Following an earlier opinion from the Advocate General, the CJEU set out its findings on the infringement of database rights by search engines in the indexing of other websites' content. Discussed earlier in this blog, the decision is an important one to set the potential boundaries of database rights and indexing, especially when indexing is so ubiquitous in how the Internet as we know it functions. The decision will leave some rightsholders wanting more, as now the position swings firmly in the direction of the indexing websites.
The decision in CV-Online Latvia SIA v Melons SIA concerned the website CV-Online, which included a database of job advertisements published by various employers. The website also included various metatags, or 'microdata', which, while not visible to the users of the website, contained key information to allow internet search engines to better identify the content of each page in order to index it correctly. These metatags included keywords like ‘job title’, ‘name of the undertaking’, ‘place of employment’, and ‘date of publication of the notice’.
Melons operate a separate website containing a search engine that specializes in job ads. The search engine allows users to search a number of websites containing job ads in one go according to specific criteria that they set. The Melons' website then produces results based on that search, where users can click on links that take them to that particular job website where the ad is located (including CV-Online). Unhappy about this indexing of their content, CV-Online took Melons to court for a breach of their 'sui generis' right under Article 7 of Directive 96/9. The case progressed through the Latvian courts, ultimately ending up with the CJEU this Summer.
The CJEU was asked two questions, which the court decided together.
The question posed to the court asked: "whether... the display, by a specialised search engine, of a hyperlink redirecting the user of that search engine to a website, provided by a third party, where the contents of a database concerning job advertisements can be consulted, falls within the definition of ‘re-utilisation’ in Article 7(2)... and... whether the information from the meta tags of that website displayed by that search engine is to be interpreted as falling within the definition of ‘extraction’ in Article 7(2)(a) of that directive".
The court first discussed 'sui generis' rights in general, which allow rightsholders to ensure the protection of a substantial investment in the obtaining, verification or presentation of the contents of a database. What is required for a database to be protectable is "...qualitatively and/or quantitatively a substantial investment in the obtaining, verification or presentation of the contents of that database". Without that investment, the courts will not protect any databases under sui generis rights.
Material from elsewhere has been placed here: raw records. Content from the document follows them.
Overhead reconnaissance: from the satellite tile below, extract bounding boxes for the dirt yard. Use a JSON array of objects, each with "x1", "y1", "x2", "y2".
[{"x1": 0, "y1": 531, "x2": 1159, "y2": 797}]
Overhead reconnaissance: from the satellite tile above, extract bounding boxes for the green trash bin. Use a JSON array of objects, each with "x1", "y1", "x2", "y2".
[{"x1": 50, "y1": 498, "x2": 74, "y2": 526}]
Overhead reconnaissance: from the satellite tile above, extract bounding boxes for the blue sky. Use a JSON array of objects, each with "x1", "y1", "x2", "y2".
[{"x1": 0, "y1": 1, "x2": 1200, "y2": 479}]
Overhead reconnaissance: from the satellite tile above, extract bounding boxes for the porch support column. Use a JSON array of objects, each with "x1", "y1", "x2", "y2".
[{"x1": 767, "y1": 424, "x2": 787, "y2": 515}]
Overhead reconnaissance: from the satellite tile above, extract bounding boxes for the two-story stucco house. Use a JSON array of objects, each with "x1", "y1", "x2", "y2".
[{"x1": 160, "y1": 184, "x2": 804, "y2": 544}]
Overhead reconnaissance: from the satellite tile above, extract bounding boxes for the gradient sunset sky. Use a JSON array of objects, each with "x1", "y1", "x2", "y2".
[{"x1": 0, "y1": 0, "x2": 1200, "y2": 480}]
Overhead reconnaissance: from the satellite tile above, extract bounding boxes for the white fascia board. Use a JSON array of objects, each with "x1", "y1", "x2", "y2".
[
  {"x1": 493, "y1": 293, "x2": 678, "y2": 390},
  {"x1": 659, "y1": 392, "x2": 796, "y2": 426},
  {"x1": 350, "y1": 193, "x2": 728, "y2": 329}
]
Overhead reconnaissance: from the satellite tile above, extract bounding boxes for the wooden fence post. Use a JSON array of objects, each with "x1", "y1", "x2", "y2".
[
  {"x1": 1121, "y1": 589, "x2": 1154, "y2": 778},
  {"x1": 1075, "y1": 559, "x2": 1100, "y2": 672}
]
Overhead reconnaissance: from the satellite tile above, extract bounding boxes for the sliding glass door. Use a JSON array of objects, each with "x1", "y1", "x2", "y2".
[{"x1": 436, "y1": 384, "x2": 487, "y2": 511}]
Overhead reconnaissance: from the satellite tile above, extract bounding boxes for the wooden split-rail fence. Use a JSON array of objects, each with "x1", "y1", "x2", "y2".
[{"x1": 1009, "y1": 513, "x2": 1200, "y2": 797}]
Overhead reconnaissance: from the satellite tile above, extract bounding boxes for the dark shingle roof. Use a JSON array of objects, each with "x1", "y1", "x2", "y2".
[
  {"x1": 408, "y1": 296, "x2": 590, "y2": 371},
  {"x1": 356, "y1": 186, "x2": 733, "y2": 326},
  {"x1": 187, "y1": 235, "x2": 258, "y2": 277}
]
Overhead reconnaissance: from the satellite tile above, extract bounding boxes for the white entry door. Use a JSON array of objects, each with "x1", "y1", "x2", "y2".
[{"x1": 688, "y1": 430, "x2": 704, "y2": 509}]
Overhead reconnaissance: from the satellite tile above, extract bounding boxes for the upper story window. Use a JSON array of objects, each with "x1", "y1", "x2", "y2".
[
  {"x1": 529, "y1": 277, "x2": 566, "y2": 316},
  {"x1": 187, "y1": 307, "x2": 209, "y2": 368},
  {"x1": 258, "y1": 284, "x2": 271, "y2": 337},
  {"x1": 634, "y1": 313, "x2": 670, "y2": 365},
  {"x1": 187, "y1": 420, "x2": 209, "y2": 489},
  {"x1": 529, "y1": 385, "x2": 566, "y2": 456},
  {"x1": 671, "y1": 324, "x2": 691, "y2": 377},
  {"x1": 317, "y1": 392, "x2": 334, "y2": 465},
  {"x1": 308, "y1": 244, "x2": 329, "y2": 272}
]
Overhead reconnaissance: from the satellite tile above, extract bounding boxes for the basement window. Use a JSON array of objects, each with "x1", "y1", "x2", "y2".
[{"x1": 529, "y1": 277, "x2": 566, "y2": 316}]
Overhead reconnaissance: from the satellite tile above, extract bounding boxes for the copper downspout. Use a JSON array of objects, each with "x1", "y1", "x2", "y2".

The court assumed that this would be the case in terms of CV-Online, however, this matter would ultimately be decided by the local courts following the CJEU's decision.
For there to be an infringement of sui generis rights there has to be an ‘extraction’ and/or ‘re-utilisation’ within the meaning of Directive, which, as summarised by the court, includes "...any act of appropriating and making available to the public, without the consent of the maker of the database, the results of his or her investment, thus depriving him or her of revenue which should have enabled him or her to redeem the cost of that investment".
The court discussed the applicability of the above to the operation of Melons' website and determined that such a search engine would indeed fall within the meaning of extraction and re-utilisation of those databases that the website copies its information from (including in indexing that content). However, this extraction/re-utilisation is only prohibited if it has the effect of depriving that person of income intended to enable him or her to redeem the cost of that investment. This is important since without this negative financial impact the copying will be allowed under EU law.
The court also highlighted that a balance needs to be struck between the legitimate interest of the makers of databases in being able to redeem their substantial investment and that of users and competitors of those makers in having access to the information contained in those databases and the possibility of creating innovative products based on that information. Content aggregators, such as Melons, are argued to add value to the information sector through their acts and allow for information to be better structured online, thus contributing to the smooth functioning of competition and to the transparency of offers and prices.
The referring court would therefore have to look at two issues: (i) whether the obtaining, verification or presentation of the contents of the database concerned attests to a substantial investment; and (ii) whether the extraction or re-utilisation in question constitutes a risk to the possibility of redeeming that investment.
The court finally summarised its position on the questions as "...Article 7(1) and (2)... must be interpreted as meaning that an internet search engine specialising in searching the contents of databases, which copies and indexes the whole or a substantial part of a database freely accessible on the internet and then allows its users to search that database on its own website according to criteria relevant to its content, is ‘extracting’ and ‘re-utilising’ the content of that database within the meaning of that provision, which may be prohibited by the maker of such a database where those acts adversely affect its investment in the obtaining, verification or presentation of that content, namely that they constitute a risk to the possibility of redeeming that investment through the normal operation of the database in question, which it is for the referring court to verify".
The decision will, as said above, come as a big blow to database owners, as the added requirement of financial detriment will be a big hurdle for many to overcome in order to protect their databases from potential copying. The CJEU also notes the utility of indexing and the 'copying' of such databases by content aggregators as useful means of organizing the Internet, which leads to the question of where the limits actually are. It will remain to be seen how the decision will impact databases going forward, but one might imagine the more commercial value in a database the less likely the courts will allow copying of that database.